Tuesday 3 April 2012

The 6 Year Con

Wrote a novel about this yesterday. Decided to keep taking the high road instead. I'll keep it just for me, when I need a little pick-me-up.

Learned some very interesting information this past weekend.

Knowledge really is power.

I found myself starting to miss you last week. but after this bomb was dropped, by golly do I realize that it is impossible to miss you, because I have no  idea who you are.



I don't blame you for leaving me to "find yourself", you are a shell, you project to people what you want them to see. Did you mean anything you said or did? Do you mean anything you say or do  even now? it must be so tiring being all these different characters. I wasn't wrong when I said that you don't know what love is, you just do as your told. Here's a clue, it WAS right infront of you. that was love.

Looking back now I see so many of the signs. I should have known better than to trust you. but I am amazing for giving you so much faith when you didn't deserve it. That is a true test of my character.

I do feel foolish though.



Can't believe you tricked me for so long. but the good news is, the veil of my mourning has been lifted and the sun is shining bright on my future.

which I have, because I have a plan. do you?


The irony here is just the best! you left me to be happy, and now your lonely and miserable, and I-the weak and vulnerable one-have come out fighting with an inner force driving me, I am already happy! happy that I just dodged a major bullet.

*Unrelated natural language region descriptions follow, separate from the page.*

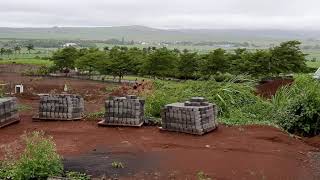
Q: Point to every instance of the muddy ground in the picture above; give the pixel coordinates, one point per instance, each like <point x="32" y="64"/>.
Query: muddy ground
<point x="244" y="152"/>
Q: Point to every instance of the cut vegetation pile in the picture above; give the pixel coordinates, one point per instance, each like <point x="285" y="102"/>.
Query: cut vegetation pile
<point x="295" y="108"/>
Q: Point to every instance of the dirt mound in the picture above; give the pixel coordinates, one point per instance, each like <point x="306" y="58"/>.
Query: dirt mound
<point x="269" y="88"/>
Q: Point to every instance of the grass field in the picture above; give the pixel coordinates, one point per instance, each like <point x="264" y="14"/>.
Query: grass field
<point x="38" y="62"/>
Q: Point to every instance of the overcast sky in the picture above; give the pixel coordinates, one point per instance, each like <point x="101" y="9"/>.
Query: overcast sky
<point x="215" y="14"/>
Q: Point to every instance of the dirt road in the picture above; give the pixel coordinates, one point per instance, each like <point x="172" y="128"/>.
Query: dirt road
<point x="245" y="152"/>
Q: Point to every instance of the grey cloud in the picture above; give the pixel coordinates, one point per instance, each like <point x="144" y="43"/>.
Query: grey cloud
<point x="162" y="13"/>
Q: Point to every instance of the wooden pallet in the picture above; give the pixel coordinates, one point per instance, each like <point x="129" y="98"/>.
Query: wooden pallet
<point x="7" y="123"/>
<point x="102" y="123"/>
<point x="36" y="118"/>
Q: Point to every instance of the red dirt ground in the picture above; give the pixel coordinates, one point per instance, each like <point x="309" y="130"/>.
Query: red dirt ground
<point x="245" y="152"/>
<point x="269" y="88"/>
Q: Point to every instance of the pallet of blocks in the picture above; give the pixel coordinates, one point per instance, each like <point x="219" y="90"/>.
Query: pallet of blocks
<point x="196" y="116"/>
<point x="124" y="111"/>
<point x="62" y="107"/>
<point x="8" y="111"/>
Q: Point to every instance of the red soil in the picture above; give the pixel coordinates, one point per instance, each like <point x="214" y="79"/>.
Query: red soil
<point x="246" y="152"/>
<point x="269" y="88"/>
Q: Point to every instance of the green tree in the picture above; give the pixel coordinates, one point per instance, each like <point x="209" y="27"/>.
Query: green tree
<point x="9" y="52"/>
<point x="30" y="47"/>
<point x="161" y="62"/>
<point x="2" y="51"/>
<point x="65" y="58"/>
<point x="17" y="49"/>
<point x="90" y="61"/>
<point x="287" y="58"/>
<point x="119" y="62"/>
<point x="214" y="62"/>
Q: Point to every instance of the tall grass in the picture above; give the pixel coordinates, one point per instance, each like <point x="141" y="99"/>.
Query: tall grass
<point x="297" y="108"/>
<point x="236" y="101"/>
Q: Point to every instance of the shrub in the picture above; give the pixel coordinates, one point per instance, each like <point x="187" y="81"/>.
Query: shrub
<point x="77" y="176"/>
<point x="297" y="108"/>
<point x="236" y="101"/>
<point x="39" y="160"/>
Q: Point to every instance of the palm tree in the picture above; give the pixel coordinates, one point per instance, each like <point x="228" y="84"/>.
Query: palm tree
<point x="9" y="52"/>
<point x="106" y="48"/>
<point x="2" y="51"/>
<point x="17" y="48"/>
<point x="30" y="47"/>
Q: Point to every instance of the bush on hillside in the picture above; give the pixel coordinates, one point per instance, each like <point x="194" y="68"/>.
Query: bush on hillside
<point x="236" y="101"/>
<point x="39" y="160"/>
<point x="297" y="108"/>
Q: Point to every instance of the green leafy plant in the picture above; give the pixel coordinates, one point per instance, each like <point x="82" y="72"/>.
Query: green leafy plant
<point x="297" y="108"/>
<point x="117" y="165"/>
<point x="39" y="160"/>
<point x="236" y="101"/>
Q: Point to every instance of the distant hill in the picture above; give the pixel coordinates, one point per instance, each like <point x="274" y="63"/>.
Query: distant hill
<point x="142" y="33"/>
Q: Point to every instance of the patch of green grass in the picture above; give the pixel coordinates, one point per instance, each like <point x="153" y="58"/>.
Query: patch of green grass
<point x="37" y="62"/>
<point x="237" y="102"/>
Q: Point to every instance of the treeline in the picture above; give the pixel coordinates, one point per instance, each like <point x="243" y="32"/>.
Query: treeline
<point x="163" y="62"/>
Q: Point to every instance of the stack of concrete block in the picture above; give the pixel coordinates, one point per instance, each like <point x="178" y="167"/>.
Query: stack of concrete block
<point x="8" y="111"/>
<point x="196" y="116"/>
<point x="124" y="111"/>
<point x="61" y="106"/>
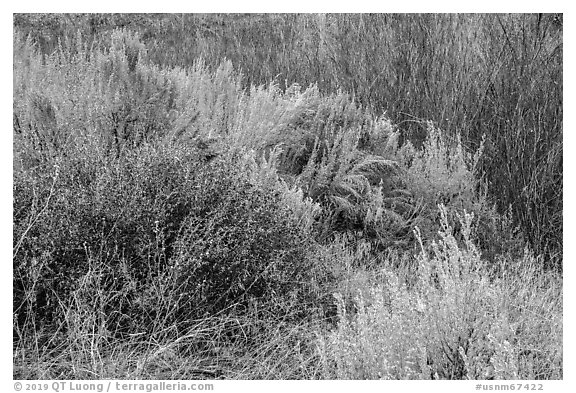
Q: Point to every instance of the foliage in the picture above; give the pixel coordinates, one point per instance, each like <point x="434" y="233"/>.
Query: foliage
<point x="452" y="323"/>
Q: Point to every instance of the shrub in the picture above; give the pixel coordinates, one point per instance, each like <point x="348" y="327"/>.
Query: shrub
<point x="238" y="245"/>
<point x="454" y="323"/>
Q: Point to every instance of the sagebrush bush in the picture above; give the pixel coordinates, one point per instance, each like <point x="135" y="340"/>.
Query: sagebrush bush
<point x="239" y="244"/>
<point x="125" y="213"/>
<point x="454" y="323"/>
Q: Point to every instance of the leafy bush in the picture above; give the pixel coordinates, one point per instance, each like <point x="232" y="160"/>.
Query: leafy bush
<point x="454" y="323"/>
<point x="238" y="245"/>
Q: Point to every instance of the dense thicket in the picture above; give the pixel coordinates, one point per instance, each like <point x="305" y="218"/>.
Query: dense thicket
<point x="493" y="75"/>
<point x="187" y="204"/>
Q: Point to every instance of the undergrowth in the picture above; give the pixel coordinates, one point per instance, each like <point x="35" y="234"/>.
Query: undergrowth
<point x="184" y="222"/>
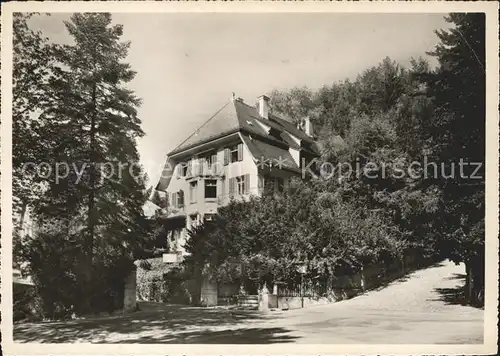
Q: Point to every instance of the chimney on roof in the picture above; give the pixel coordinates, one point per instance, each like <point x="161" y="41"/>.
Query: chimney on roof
<point x="264" y="106"/>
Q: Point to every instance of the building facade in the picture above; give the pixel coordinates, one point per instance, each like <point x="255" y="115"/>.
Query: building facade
<point x="235" y="154"/>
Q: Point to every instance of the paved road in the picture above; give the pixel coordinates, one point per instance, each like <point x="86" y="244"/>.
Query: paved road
<point x="422" y="308"/>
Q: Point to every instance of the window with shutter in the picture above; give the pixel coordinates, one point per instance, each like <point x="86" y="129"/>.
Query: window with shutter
<point x="173" y="200"/>
<point x="247" y="184"/>
<point x="240" y="183"/>
<point x="193" y="191"/>
<point x="240" y="152"/>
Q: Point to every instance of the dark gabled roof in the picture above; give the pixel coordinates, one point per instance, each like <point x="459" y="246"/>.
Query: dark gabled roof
<point x="237" y="116"/>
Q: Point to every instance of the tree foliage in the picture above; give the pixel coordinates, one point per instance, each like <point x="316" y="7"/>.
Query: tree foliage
<point x="396" y="123"/>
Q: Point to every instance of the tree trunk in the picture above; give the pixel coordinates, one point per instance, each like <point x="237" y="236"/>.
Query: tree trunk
<point x="468" y="281"/>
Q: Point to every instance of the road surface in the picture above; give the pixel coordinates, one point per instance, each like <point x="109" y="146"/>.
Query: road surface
<point x="420" y="308"/>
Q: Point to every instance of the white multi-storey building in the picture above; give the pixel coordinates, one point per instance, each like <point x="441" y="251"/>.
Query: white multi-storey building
<point x="234" y="154"/>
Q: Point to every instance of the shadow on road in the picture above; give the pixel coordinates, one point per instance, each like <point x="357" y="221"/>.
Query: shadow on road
<point x="160" y="324"/>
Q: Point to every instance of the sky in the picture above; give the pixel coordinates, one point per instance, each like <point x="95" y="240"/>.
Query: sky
<point x="188" y="64"/>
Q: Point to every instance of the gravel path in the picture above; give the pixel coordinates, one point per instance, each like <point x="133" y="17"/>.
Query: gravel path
<point x="423" y="307"/>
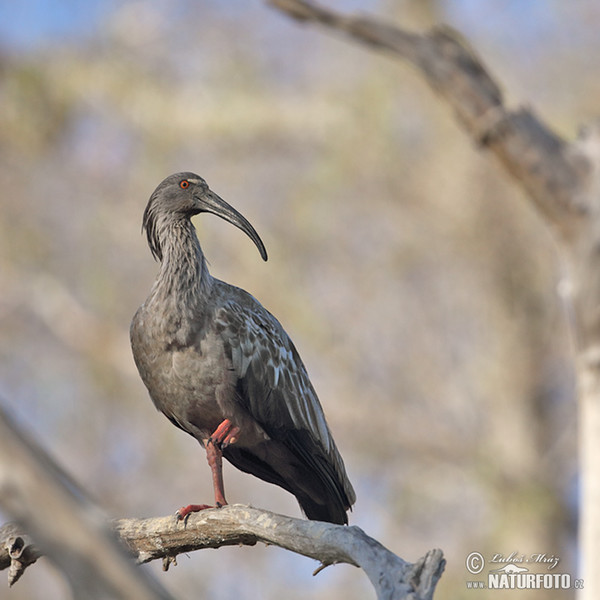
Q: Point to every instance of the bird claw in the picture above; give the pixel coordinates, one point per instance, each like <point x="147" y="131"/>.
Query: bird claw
<point x="224" y="435"/>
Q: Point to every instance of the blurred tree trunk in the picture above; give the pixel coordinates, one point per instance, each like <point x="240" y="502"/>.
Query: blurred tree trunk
<point x="562" y="180"/>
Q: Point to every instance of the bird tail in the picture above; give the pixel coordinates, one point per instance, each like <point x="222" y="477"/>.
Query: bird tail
<point x="318" y="489"/>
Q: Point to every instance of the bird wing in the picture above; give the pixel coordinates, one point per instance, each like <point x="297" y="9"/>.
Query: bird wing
<point x="278" y="391"/>
<point x="275" y="389"/>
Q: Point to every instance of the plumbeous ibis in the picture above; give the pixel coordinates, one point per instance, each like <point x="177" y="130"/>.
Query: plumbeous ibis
<point x="222" y="368"/>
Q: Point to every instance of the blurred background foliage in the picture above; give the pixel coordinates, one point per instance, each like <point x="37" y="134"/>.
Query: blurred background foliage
<point x="420" y="287"/>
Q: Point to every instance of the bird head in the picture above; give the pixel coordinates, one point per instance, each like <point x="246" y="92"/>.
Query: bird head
<point x="184" y="195"/>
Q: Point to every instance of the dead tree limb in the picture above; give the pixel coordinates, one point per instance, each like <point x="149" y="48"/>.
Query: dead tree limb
<point x="77" y="538"/>
<point x="561" y="178"/>
<point x="68" y="527"/>
<point x="165" y="538"/>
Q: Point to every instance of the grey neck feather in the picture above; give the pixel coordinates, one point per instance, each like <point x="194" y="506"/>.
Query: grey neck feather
<point x="183" y="283"/>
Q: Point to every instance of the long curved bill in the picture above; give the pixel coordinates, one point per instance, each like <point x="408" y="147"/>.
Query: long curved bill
<point x="212" y="203"/>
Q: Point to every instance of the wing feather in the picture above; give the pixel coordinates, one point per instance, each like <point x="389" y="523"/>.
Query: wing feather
<point x="275" y="387"/>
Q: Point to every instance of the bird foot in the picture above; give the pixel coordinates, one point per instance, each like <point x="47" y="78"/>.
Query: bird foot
<point x="183" y="513"/>
<point x="224" y="435"/>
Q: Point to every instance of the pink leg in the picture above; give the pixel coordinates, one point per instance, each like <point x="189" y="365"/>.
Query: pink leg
<point x="223" y="435"/>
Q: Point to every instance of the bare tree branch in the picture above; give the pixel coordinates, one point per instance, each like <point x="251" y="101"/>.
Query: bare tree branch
<point x="538" y="159"/>
<point x="164" y="538"/>
<point x="69" y="529"/>
<point x="561" y="178"/>
<point x="75" y="535"/>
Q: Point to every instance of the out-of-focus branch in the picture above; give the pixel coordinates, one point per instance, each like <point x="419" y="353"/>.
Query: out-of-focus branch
<point x="561" y="178"/>
<point x="539" y="160"/>
<point x="164" y="538"/>
<point x="69" y="529"/>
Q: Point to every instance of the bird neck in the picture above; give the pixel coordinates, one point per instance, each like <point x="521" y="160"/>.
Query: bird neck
<point x="183" y="278"/>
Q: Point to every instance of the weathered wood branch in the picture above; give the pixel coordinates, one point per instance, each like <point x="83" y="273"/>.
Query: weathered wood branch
<point x="561" y="178"/>
<point x="66" y="525"/>
<point x="75" y="535"/>
<point x="164" y="538"/>
<point x="539" y="160"/>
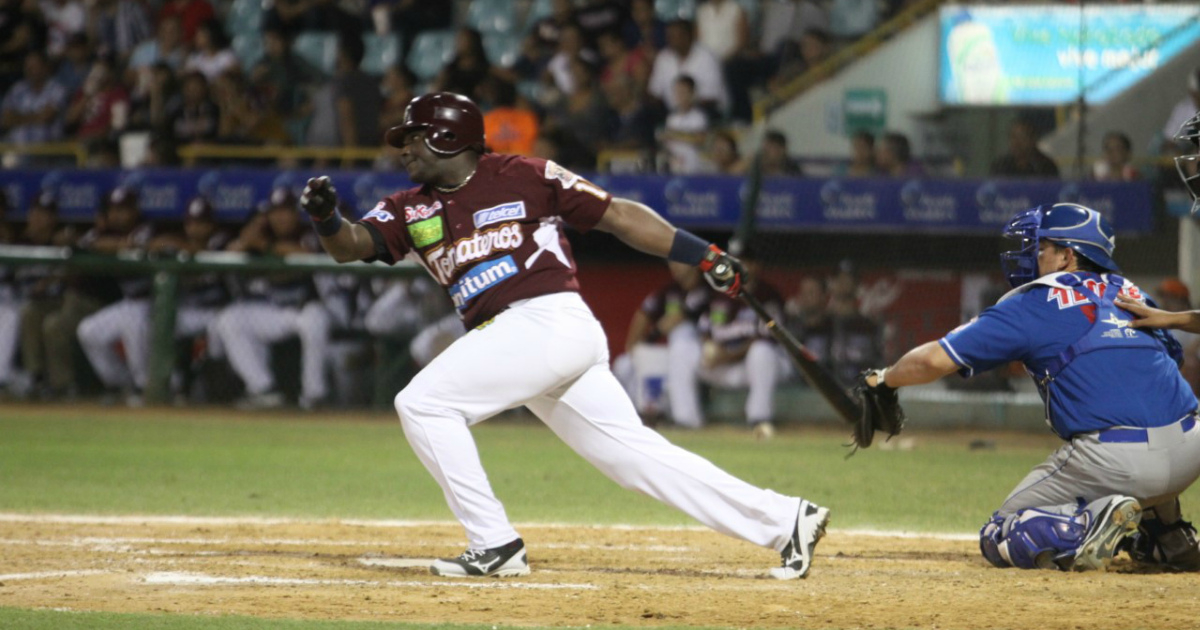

so I should thank you for your infinitely selfish ways. they saved me. I have learned so much these past three weeks. Just because you forced me into this situation doesn't mean you taught me though, you get no credit. this is all me.



you will one day look back on this decision with deep regret, knowing that it was the worst decision you ever made, however I already know that it has been the best decision made for me.

You need to learn that happiness is not a right or privelage, it isn't earned or won, nor does it just happen. It's a choice.